Pádraig Brady <[email protected]> writes:
> Note building with -O3 gave the following warning
> which should be fixed, but which I've not looked at:
> In function 'mbfile_multi_getc',
> inlined from 'fold_file' at src/fold.c:164:7:
> ./lib/mbfile.h:235:14: error: writing 1 byte into a region of size 0
> [-Werror=stringop-overflow=]
> 235 | *p = *(p + bytes);
> | ^
> ./lib/mbfile.h: In function 'fold_file':
> ./lib/mbfile.h:82:8: note: at offset [36, 4294967268] into destination
> object 'buf' of size 4
> 82 | char buf[MBCHAR_BUF_SIZE];
> | ^
Thanks, I didn't compile with -O3. I'll have a look at it.
> Re performance, it's good, but it would be great if
> we could maintain the LC_ALL=C performance like the i18n patch does.

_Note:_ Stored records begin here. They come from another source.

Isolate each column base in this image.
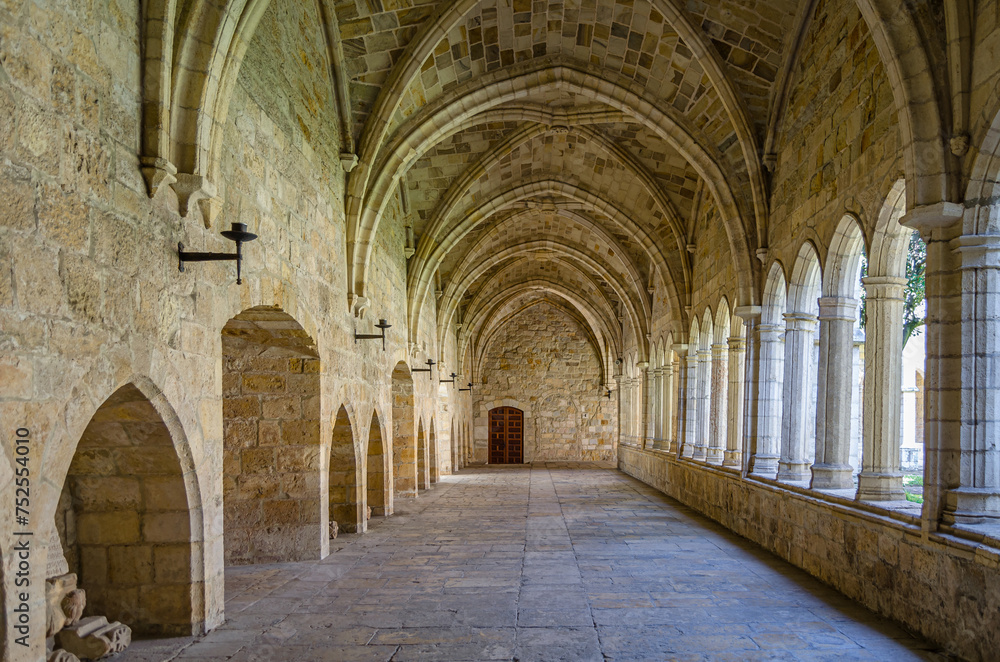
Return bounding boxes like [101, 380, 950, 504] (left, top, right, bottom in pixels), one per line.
[809, 464, 854, 490]
[777, 460, 811, 482]
[750, 455, 778, 478]
[941, 487, 1000, 524]
[855, 471, 906, 501]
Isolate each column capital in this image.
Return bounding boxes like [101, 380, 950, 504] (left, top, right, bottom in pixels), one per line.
[861, 276, 906, 301]
[948, 234, 1000, 269]
[782, 313, 818, 331]
[733, 306, 764, 322]
[817, 297, 858, 322]
[899, 202, 965, 235]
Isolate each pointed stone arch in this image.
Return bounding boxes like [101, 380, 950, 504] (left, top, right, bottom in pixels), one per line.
[55, 378, 205, 635]
[392, 361, 417, 497]
[221, 306, 324, 565]
[328, 405, 367, 533]
[417, 419, 431, 492]
[365, 411, 392, 517]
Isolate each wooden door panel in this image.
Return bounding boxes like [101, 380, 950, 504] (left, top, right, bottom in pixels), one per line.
[489, 407, 524, 464]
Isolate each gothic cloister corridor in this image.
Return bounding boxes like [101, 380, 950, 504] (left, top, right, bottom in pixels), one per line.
[115, 462, 946, 662]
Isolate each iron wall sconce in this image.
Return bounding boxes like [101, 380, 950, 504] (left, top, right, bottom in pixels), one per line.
[177, 223, 257, 285]
[354, 319, 392, 352]
[410, 359, 435, 379]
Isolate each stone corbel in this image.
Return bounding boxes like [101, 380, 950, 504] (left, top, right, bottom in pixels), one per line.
[899, 202, 965, 239]
[139, 156, 177, 198]
[350, 294, 372, 320]
[340, 152, 358, 173]
[173, 172, 221, 228]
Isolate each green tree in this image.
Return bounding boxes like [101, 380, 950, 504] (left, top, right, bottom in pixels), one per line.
[861, 232, 927, 348]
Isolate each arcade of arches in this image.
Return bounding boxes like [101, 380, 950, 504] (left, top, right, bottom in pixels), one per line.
[0, 0, 1000, 662]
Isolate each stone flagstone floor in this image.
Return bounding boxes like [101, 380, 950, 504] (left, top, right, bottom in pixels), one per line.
[115, 463, 946, 662]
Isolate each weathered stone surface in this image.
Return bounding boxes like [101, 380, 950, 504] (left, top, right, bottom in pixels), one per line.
[56, 616, 132, 660]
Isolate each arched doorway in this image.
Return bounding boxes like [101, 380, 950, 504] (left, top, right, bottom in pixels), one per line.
[222, 306, 323, 565]
[330, 405, 367, 533]
[366, 412, 391, 517]
[55, 384, 204, 635]
[392, 362, 417, 497]
[489, 407, 524, 464]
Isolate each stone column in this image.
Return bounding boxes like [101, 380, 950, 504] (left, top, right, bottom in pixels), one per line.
[659, 359, 674, 451]
[750, 324, 785, 478]
[649, 368, 663, 448]
[668, 343, 687, 455]
[810, 297, 858, 490]
[944, 235, 1000, 524]
[681, 345, 698, 457]
[691, 347, 712, 462]
[639, 362, 655, 448]
[777, 313, 816, 481]
[857, 276, 906, 501]
[705, 343, 729, 465]
[722, 336, 747, 469]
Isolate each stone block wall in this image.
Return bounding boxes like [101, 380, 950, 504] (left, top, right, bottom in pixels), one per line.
[618, 447, 1000, 660]
[474, 303, 616, 462]
[222, 310, 320, 565]
[56, 386, 202, 635]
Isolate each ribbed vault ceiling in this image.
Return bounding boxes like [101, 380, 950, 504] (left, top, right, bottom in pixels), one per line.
[336, 0, 797, 367]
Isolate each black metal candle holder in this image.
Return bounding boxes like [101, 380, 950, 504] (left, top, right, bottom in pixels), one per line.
[177, 223, 257, 285]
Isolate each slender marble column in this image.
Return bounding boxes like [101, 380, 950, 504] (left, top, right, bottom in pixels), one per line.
[722, 336, 747, 469]
[639, 362, 656, 448]
[691, 347, 712, 462]
[649, 368, 663, 448]
[778, 313, 816, 481]
[660, 361, 674, 451]
[681, 345, 698, 457]
[944, 235, 1000, 524]
[810, 297, 858, 489]
[750, 324, 785, 478]
[706, 343, 729, 464]
[857, 276, 906, 501]
[669, 343, 687, 455]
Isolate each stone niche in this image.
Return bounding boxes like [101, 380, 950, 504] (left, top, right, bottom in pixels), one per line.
[54, 385, 200, 641]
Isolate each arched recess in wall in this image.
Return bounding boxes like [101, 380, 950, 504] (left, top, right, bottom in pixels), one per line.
[222, 306, 323, 565]
[753, 261, 788, 478]
[417, 419, 431, 492]
[329, 405, 367, 533]
[365, 411, 392, 517]
[57, 383, 204, 636]
[392, 361, 417, 497]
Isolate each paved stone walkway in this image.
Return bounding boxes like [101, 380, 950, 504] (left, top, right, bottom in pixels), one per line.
[118, 463, 943, 662]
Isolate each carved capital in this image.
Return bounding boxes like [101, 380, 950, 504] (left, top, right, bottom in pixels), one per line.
[173, 172, 221, 228]
[139, 156, 177, 198]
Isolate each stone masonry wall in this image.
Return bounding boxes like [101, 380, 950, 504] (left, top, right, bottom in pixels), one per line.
[475, 303, 615, 462]
[0, 0, 450, 660]
[618, 447, 1000, 660]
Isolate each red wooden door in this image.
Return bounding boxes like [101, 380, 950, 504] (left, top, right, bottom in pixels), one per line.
[490, 407, 524, 464]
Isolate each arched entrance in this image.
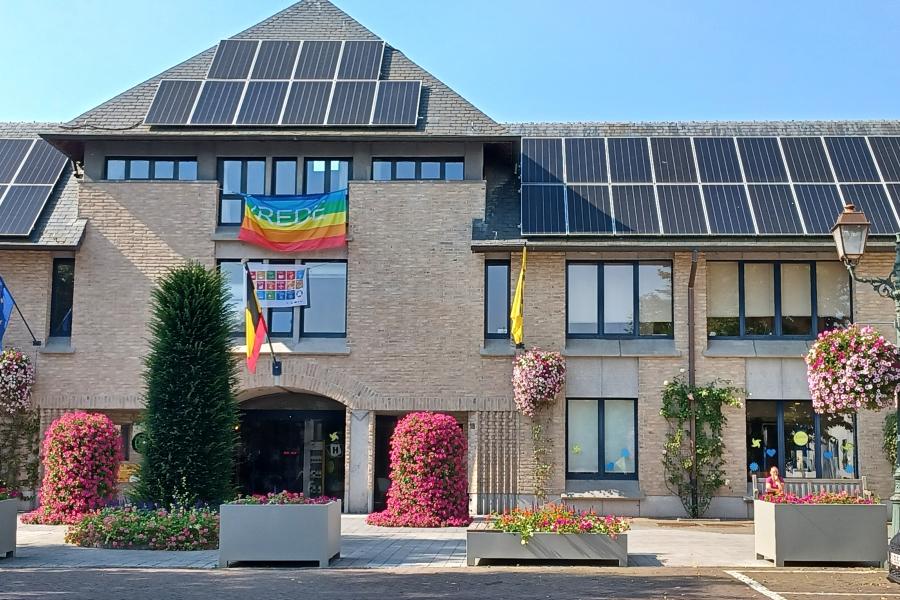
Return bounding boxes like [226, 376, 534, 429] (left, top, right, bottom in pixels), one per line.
[237, 390, 346, 499]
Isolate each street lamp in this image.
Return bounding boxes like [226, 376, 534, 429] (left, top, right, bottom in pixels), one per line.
[831, 204, 900, 572]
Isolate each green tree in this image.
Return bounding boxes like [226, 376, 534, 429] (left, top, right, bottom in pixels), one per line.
[136, 263, 238, 505]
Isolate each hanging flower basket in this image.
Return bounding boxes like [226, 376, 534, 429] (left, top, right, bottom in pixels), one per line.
[0, 348, 34, 414]
[512, 348, 566, 417]
[806, 325, 900, 414]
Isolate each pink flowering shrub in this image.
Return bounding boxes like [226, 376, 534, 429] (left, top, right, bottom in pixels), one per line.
[366, 412, 471, 527]
[0, 348, 34, 415]
[66, 506, 219, 550]
[22, 412, 121, 525]
[512, 348, 566, 417]
[806, 325, 900, 414]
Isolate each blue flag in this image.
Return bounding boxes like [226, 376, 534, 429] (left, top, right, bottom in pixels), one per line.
[0, 277, 16, 347]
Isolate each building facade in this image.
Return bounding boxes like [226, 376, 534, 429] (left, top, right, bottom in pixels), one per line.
[0, 0, 900, 517]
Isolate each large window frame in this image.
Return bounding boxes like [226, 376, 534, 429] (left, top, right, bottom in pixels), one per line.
[706, 260, 854, 340]
[565, 396, 641, 481]
[484, 259, 511, 340]
[566, 260, 675, 340]
[103, 156, 199, 181]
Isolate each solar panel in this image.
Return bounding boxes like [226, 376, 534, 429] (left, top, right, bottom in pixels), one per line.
[522, 185, 566, 235]
[737, 138, 787, 183]
[694, 138, 744, 183]
[191, 81, 244, 125]
[703, 185, 756, 235]
[372, 81, 422, 125]
[794, 185, 844, 234]
[825, 137, 880, 181]
[326, 81, 375, 125]
[566, 138, 608, 183]
[781, 137, 834, 182]
[656, 185, 709, 235]
[607, 138, 652, 183]
[650, 137, 697, 183]
[613, 185, 659, 233]
[566, 185, 613, 233]
[869, 137, 900, 182]
[144, 79, 203, 125]
[250, 40, 300, 79]
[237, 81, 288, 125]
[206, 40, 259, 79]
[16, 140, 66, 185]
[294, 41, 341, 79]
[0, 139, 34, 183]
[841, 183, 900, 234]
[749, 185, 803, 234]
[522, 138, 563, 183]
[0, 185, 53, 236]
[281, 81, 334, 125]
[338, 40, 384, 79]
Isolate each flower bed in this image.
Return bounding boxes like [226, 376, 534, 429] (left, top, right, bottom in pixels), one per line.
[466, 504, 631, 567]
[66, 506, 219, 550]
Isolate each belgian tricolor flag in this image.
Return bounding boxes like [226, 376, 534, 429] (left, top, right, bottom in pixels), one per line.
[244, 263, 268, 373]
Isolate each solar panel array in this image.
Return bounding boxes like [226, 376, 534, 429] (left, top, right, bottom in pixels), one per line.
[0, 138, 66, 236]
[144, 40, 422, 127]
[521, 136, 900, 236]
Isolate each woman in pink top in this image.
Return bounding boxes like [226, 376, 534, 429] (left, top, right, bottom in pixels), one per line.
[766, 466, 784, 496]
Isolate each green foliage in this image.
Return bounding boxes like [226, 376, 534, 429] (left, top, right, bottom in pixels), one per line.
[660, 377, 741, 518]
[135, 263, 238, 506]
[881, 411, 897, 467]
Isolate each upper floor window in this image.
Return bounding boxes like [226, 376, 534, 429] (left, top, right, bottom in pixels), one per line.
[304, 158, 350, 194]
[372, 158, 465, 181]
[706, 261, 852, 338]
[106, 158, 197, 181]
[566, 262, 674, 338]
[219, 158, 266, 225]
[50, 258, 75, 338]
[484, 260, 509, 339]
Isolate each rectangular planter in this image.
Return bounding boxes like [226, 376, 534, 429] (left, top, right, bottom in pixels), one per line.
[466, 529, 628, 567]
[219, 501, 341, 567]
[0, 498, 19, 558]
[753, 500, 888, 567]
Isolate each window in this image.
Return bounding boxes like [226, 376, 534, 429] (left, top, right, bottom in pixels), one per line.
[484, 260, 509, 339]
[372, 158, 465, 181]
[106, 158, 197, 181]
[566, 398, 638, 479]
[304, 158, 350, 194]
[747, 400, 859, 481]
[707, 261, 851, 338]
[272, 158, 297, 196]
[566, 262, 674, 338]
[50, 258, 75, 338]
[219, 158, 266, 225]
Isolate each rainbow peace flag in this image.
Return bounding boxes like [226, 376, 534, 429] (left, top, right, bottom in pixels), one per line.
[238, 190, 347, 252]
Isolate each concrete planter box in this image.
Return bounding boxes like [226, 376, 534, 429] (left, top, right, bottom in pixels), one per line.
[753, 500, 888, 567]
[0, 498, 19, 558]
[219, 501, 341, 567]
[466, 529, 628, 567]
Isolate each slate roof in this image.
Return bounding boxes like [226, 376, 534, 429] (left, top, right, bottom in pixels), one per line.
[47, 0, 506, 144]
[0, 122, 87, 250]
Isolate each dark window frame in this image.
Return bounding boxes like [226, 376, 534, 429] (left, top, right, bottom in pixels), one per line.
[103, 156, 199, 181]
[372, 156, 466, 181]
[566, 259, 675, 340]
[216, 156, 268, 227]
[706, 260, 854, 340]
[565, 396, 641, 481]
[47, 256, 75, 340]
[484, 259, 512, 340]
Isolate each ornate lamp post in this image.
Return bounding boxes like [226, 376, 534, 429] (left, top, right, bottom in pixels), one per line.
[831, 204, 900, 548]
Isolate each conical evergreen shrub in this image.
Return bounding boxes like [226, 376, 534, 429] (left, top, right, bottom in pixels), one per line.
[136, 263, 238, 506]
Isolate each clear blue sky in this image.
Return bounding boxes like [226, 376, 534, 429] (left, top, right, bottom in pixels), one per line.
[0, 0, 900, 121]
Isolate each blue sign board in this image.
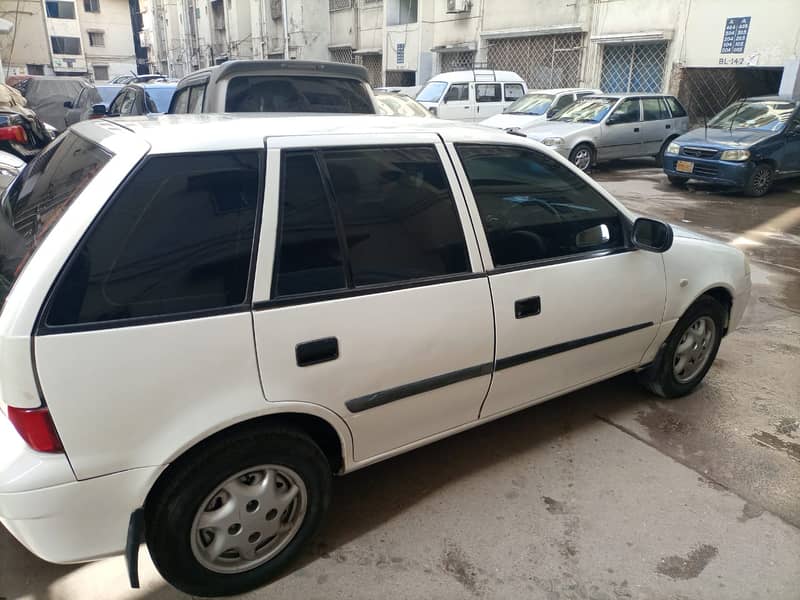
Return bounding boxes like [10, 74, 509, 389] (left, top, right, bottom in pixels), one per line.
[720, 17, 750, 54]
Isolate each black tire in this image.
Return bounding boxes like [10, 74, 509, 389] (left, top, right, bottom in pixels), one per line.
[667, 175, 689, 187]
[744, 163, 775, 198]
[145, 427, 331, 597]
[569, 144, 595, 173]
[639, 296, 727, 398]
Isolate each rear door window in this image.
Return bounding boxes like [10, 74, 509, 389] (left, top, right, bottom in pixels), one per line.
[225, 76, 375, 114]
[0, 132, 111, 310]
[46, 151, 259, 328]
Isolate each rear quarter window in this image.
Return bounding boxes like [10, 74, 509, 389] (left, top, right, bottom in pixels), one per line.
[225, 76, 375, 114]
[0, 132, 111, 303]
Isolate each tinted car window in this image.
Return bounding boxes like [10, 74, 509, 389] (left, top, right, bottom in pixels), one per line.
[225, 76, 375, 114]
[666, 96, 686, 119]
[273, 152, 347, 296]
[475, 83, 501, 102]
[46, 152, 259, 326]
[610, 98, 640, 124]
[322, 146, 469, 287]
[169, 88, 192, 115]
[0, 132, 111, 305]
[458, 145, 625, 266]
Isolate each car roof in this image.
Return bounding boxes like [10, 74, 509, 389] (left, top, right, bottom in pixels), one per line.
[178, 60, 369, 87]
[73, 113, 523, 154]
[426, 69, 525, 85]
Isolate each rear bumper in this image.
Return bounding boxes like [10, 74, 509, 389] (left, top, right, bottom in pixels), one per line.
[664, 154, 755, 188]
[0, 413, 162, 563]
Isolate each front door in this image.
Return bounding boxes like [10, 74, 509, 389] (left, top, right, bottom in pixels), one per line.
[446, 145, 665, 417]
[597, 98, 643, 160]
[438, 82, 475, 121]
[475, 83, 505, 121]
[254, 134, 494, 461]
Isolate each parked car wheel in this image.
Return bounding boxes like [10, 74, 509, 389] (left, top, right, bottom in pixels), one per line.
[744, 163, 775, 198]
[640, 296, 726, 398]
[667, 175, 689, 187]
[145, 428, 331, 596]
[569, 144, 594, 171]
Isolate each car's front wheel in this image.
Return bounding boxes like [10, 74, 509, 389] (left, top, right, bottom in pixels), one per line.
[569, 144, 594, 171]
[639, 296, 727, 398]
[145, 428, 331, 596]
[744, 163, 775, 198]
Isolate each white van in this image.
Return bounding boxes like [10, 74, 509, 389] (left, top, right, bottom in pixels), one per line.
[416, 69, 528, 122]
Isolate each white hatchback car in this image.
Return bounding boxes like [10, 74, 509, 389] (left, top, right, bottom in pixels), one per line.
[0, 115, 750, 596]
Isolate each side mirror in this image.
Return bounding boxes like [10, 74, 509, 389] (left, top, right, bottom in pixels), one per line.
[631, 217, 673, 252]
[575, 223, 611, 248]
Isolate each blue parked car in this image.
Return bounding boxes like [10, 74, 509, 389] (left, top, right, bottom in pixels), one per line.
[663, 96, 800, 196]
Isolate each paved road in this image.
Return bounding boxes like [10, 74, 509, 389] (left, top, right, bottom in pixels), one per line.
[0, 161, 800, 600]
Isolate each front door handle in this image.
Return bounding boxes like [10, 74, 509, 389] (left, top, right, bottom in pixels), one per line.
[294, 337, 339, 367]
[514, 296, 542, 319]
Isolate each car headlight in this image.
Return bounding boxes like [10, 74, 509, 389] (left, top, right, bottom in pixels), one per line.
[720, 150, 750, 162]
[542, 138, 564, 148]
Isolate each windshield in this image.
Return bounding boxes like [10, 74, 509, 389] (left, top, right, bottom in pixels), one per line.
[708, 100, 795, 131]
[417, 81, 447, 102]
[145, 87, 175, 112]
[225, 75, 375, 114]
[0, 133, 110, 306]
[554, 98, 617, 123]
[503, 94, 555, 115]
[375, 94, 432, 117]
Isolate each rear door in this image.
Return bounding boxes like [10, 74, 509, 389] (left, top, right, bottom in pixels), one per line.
[642, 98, 672, 156]
[438, 82, 475, 121]
[475, 82, 505, 121]
[597, 98, 643, 160]
[253, 134, 494, 461]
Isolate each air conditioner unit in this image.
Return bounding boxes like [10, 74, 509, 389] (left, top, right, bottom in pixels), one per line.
[447, 0, 472, 14]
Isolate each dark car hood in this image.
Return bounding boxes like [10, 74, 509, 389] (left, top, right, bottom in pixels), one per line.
[675, 127, 778, 148]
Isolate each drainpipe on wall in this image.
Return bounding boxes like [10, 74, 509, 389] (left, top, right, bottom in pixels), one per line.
[281, 0, 289, 60]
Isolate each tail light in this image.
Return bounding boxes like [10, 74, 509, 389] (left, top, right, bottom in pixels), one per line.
[0, 125, 28, 144]
[8, 406, 64, 452]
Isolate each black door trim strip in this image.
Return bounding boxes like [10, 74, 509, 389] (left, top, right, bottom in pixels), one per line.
[495, 321, 654, 371]
[344, 363, 492, 413]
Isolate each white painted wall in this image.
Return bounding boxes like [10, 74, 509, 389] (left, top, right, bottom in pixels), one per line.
[76, 0, 136, 78]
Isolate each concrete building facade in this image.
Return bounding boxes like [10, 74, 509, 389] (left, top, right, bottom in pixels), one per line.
[0, 0, 137, 81]
[141, 0, 800, 114]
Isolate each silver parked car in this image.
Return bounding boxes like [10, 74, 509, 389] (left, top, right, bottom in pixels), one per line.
[526, 94, 689, 171]
[481, 88, 603, 133]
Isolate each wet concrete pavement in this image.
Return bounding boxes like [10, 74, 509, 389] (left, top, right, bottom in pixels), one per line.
[0, 161, 800, 600]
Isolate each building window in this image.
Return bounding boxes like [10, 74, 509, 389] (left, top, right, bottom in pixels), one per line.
[44, 1, 75, 19]
[50, 35, 81, 55]
[92, 65, 109, 81]
[89, 31, 106, 48]
[386, 0, 417, 25]
[600, 42, 667, 93]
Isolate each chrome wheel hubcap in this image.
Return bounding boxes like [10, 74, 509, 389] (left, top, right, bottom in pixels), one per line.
[191, 465, 308, 573]
[572, 148, 592, 171]
[672, 317, 717, 383]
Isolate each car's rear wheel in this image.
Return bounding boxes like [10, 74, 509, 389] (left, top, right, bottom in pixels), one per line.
[667, 175, 689, 187]
[145, 428, 331, 596]
[639, 296, 727, 398]
[744, 163, 775, 198]
[569, 144, 594, 171]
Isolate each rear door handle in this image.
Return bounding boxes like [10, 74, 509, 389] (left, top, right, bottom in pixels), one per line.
[294, 337, 339, 367]
[514, 296, 542, 319]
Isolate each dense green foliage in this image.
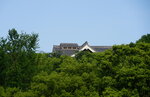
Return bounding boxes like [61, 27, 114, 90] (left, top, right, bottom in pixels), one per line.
[0, 30, 150, 97]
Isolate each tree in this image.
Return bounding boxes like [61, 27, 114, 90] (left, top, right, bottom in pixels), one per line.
[0, 29, 38, 88]
[136, 34, 150, 43]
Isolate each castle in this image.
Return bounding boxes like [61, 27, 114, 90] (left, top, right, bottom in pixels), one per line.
[53, 41, 112, 57]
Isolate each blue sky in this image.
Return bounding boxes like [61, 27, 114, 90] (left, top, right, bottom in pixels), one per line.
[0, 0, 150, 52]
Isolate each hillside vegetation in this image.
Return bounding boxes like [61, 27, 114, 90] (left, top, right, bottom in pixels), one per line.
[0, 29, 150, 97]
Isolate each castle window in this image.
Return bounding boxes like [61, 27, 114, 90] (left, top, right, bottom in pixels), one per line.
[73, 47, 77, 49]
[68, 47, 71, 49]
[64, 47, 67, 49]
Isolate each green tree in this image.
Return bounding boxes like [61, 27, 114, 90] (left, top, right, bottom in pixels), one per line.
[0, 29, 38, 88]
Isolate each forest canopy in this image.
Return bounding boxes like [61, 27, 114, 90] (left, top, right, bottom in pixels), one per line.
[0, 29, 150, 97]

> Some quick testing shows:
>
> $ yes `seq 100` | head -n 1M > file.in
>
> # Note /bin/fold has the the (Fedora) i18n patch applied
> $ for L in en_US.UTF-8 C; do
> for FOLD in src/fold src/fold-c /bin/fold; do
> printf "LC_ALL=$L $FOLD: "
> time LC_ALL=$L $FOLD < file.in | wc -l
> done
> done
>
> LC_ALL=en_US.UTF-8 src/fold: 4194304
> real 0m1.046s
> LC_ALL=en_US.UTF-8 src/fold-c: 4194304
> real 0m8.294s
> LC_ALL=en_US.UTF-8 /bin/fold: 4194304
> real 0m11.556s
> LC_ALL=C src/fold: 4194304
> real 0m0.979s
> LC_ALL=C src/fold-c: 4194304
> real 0m8.277s
> LC_ALL=C /bin/fold: 4194304
> real 0m0.976s
>
> I.e. we beat the i18n patch implementation,
> but we don't shortcut the LC_ALL=C case.
Good point. I think it is worth some extra code size and duplication to
preserve the current speed using LC_ALL=C. Maybe something like this:
if (STREQ_OPT (locale_charset (), "ASCII",
'A', 'S', 'C', 'I', 'I', 0, 0, 0, 0))
fold_file (...)
else
fold_file_multibyte (...)
Where fold_file doesn't have to care about the extra information
contained in mb_file_t and mbf_char_t.
> BTW I've some general notes on i18n in coreutils at:
> https://www.pixelbeat.org/docs/coreutils_i18n/
Thanks! That is useful.
Collin